Take the machine-guns as an example. A machine-gun, when it opens up at a group of soldiers isn't just a thing which reduces their health bar. A group under machine gun fire is in clear mortal danger. Company of Heroes picks up where Relic's previous Dawn of War left off with its morale system, but extends its effects. Different weapons will cause a unit to become suppressed at different rates, where they'll be forced to fall to the floor and take cover. If fire is maintained, they'll become pinned, where they're unable to return fire and will just cower taking and be wiped out swiftly unless fire is removed (i.e. someone rescues them or the enemy pull back) or they're ordered to retreat (a command which makes the unit in question leg it all the way back to the base). In Company of Heroes, a machine-gun is a weapon which suppresses large groups of incoming troops very quickly. Charging up to a machine-gun position with troops isn't even an option. Almost all troop types are going to revolt if you try it, ending up falling to the ground. Immediately, machine-guns have a specific tactical use which you'll bring to bear according to your tactical needs. Put a machine-gun here and there's absolutely no way anyone on foot is going to come from that direction.

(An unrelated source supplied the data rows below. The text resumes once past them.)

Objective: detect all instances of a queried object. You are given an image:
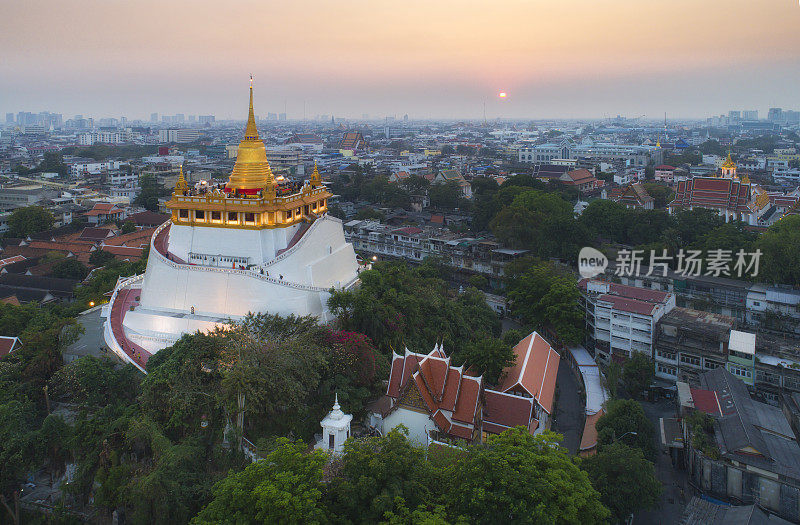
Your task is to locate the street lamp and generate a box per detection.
[611,430,639,443]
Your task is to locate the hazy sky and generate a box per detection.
[0,0,800,119]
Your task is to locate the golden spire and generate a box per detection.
[175,164,189,193]
[309,160,322,188]
[225,75,275,195]
[722,153,736,169]
[244,75,258,140]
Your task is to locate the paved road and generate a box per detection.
[633,400,691,525]
[500,317,523,333]
[552,359,585,454]
[64,307,122,363]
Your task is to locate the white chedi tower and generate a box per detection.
[314,394,353,453]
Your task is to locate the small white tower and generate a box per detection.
[315,393,353,452]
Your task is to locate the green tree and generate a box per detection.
[459,338,515,385]
[581,443,661,523]
[50,257,89,281]
[354,206,386,221]
[446,427,609,524]
[489,189,583,258]
[506,257,584,344]
[326,426,440,523]
[428,181,464,210]
[192,438,327,525]
[622,351,655,397]
[38,151,69,177]
[89,249,114,267]
[402,175,431,195]
[698,139,725,155]
[120,221,136,234]
[596,399,656,459]
[49,355,142,408]
[133,173,171,211]
[8,206,55,237]
[642,182,675,208]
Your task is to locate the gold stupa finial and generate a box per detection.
[722,153,736,169]
[225,75,275,195]
[310,160,322,188]
[175,164,189,193]
[244,74,258,140]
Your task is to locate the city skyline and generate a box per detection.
[0,0,800,121]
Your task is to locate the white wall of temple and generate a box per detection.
[123,216,358,352]
[169,224,300,264]
[274,216,358,288]
[136,252,328,319]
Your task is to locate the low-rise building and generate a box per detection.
[679,368,800,523]
[578,279,675,364]
[372,332,560,445]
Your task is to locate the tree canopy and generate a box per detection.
[447,427,609,524]
[581,443,661,523]
[8,206,55,237]
[505,257,584,344]
[328,261,500,359]
[192,438,327,525]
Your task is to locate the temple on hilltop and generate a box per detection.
[368,332,561,448]
[669,155,772,226]
[104,82,358,371]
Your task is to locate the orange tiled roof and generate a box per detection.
[500,332,561,414]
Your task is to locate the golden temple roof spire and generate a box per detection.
[225,75,275,195]
[244,73,258,140]
[722,153,736,168]
[175,164,189,193]
[309,160,322,188]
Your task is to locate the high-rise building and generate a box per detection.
[767,108,783,122]
[158,129,200,144]
[742,109,758,120]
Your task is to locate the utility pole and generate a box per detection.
[0,490,19,525]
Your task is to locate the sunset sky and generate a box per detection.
[0,0,800,119]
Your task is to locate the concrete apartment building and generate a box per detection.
[158,129,200,144]
[654,307,800,404]
[518,140,664,167]
[578,279,675,364]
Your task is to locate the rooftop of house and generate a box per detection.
[700,367,800,480]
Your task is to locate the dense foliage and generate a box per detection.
[8,206,55,238]
[596,399,656,459]
[328,261,500,368]
[581,443,661,523]
[505,257,584,344]
[193,428,609,525]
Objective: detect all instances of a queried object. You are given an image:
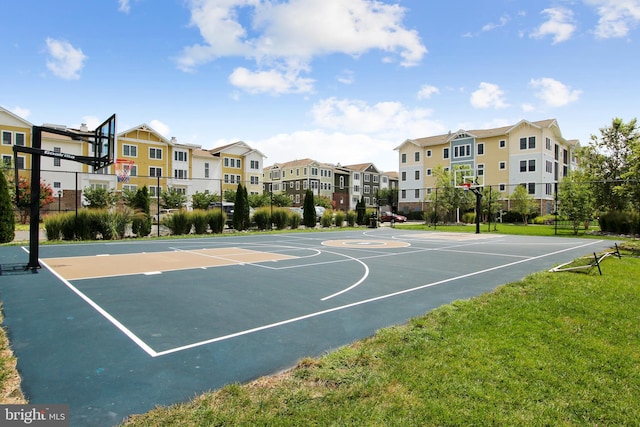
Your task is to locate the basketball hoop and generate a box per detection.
[115,159,135,182]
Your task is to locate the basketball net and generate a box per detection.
[116,159,134,182]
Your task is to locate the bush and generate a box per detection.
[161,211,193,235]
[271,208,291,230]
[191,209,209,234]
[320,209,333,227]
[347,211,358,227]
[207,209,227,234]
[253,207,271,230]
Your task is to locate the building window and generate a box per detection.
[173,169,187,179]
[2,130,13,145]
[122,144,138,157]
[149,148,162,160]
[53,147,62,167]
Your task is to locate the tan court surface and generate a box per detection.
[43,248,296,280]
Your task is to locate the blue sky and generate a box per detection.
[0,0,640,171]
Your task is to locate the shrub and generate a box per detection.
[207,209,227,234]
[320,209,333,227]
[347,211,358,227]
[271,208,291,230]
[253,207,271,230]
[191,209,209,234]
[161,211,193,235]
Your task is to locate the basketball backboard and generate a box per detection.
[453,165,484,190]
[93,114,116,169]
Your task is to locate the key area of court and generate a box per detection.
[0,228,614,426]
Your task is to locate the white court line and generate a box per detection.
[22,240,602,357]
[154,240,602,357]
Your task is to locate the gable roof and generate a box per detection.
[0,107,33,128]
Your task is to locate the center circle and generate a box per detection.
[322,239,411,249]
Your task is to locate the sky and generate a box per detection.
[0,0,640,171]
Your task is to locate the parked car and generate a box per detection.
[380,212,407,222]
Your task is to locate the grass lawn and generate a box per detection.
[0,229,640,426]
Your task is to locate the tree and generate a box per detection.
[578,118,640,211]
[302,190,316,228]
[510,185,536,225]
[82,187,117,209]
[0,170,16,243]
[232,184,249,231]
[131,185,151,237]
[12,177,55,224]
[557,171,594,235]
[160,187,187,209]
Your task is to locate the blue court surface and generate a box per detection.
[0,232,614,426]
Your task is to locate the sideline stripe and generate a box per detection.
[153,240,602,357]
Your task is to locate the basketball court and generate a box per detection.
[0,228,614,426]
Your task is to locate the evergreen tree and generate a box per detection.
[302,190,316,228]
[0,170,16,243]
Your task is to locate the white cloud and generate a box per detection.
[229,67,313,95]
[47,38,87,80]
[311,97,443,140]
[177,0,427,92]
[531,7,576,44]
[470,82,509,109]
[418,85,440,99]
[11,107,31,119]
[585,0,640,39]
[529,77,582,107]
[118,0,131,13]
[482,15,511,31]
[149,119,171,138]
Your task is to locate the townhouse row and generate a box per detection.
[396,119,580,215]
[0,107,397,210]
[0,107,579,214]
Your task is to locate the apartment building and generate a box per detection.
[0,107,265,209]
[264,159,335,207]
[395,119,579,214]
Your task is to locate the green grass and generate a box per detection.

(Of course, machine-guns are entirely useless when applied against a heavy tank. Though it's telling that unlike many other games where a unit can't harm another one, it doesn't stop the machine-guns from firing at it. That they'll open up when it's hopeless is just one of a Company of Heroes many great atmosphere maintaining touches.)
You may have missed something implicit in that paragraph. "That direction". When you set up a machine gun unit, you say which direction you want them to face, which leads to a specific cone they're able to fire at. If something's out of the area, they'll have a delay as they take apart their gun, turn around, and reassemble it. So if you find yourself facing a machine-gun unit as foot soldiers, you'll looking at the terrain and working out if there's any way you can flank it. Or maybe there's enough cover to get near enough to lob a grenade over to clear it...
And that's just the interactions between a couple of unit types. It's both completely naturalistic (so instantly understandable), detailed (the simple process of deciding which way your machine-gun's going to point feels so right) and tactically compelling (the mechanics immediately make the gamer decide what they're doing next). It also shows how Company of Heroes balances the competing desires of units to be self-sufficient while including satisfying ways to interact (i.e. micromanage) them. In this case, when in position, if positioned securely, you can just forget about the machine-gun. They'll deal with anything that comes their way. However, the specifics of what area they're to defend is entirely up to you.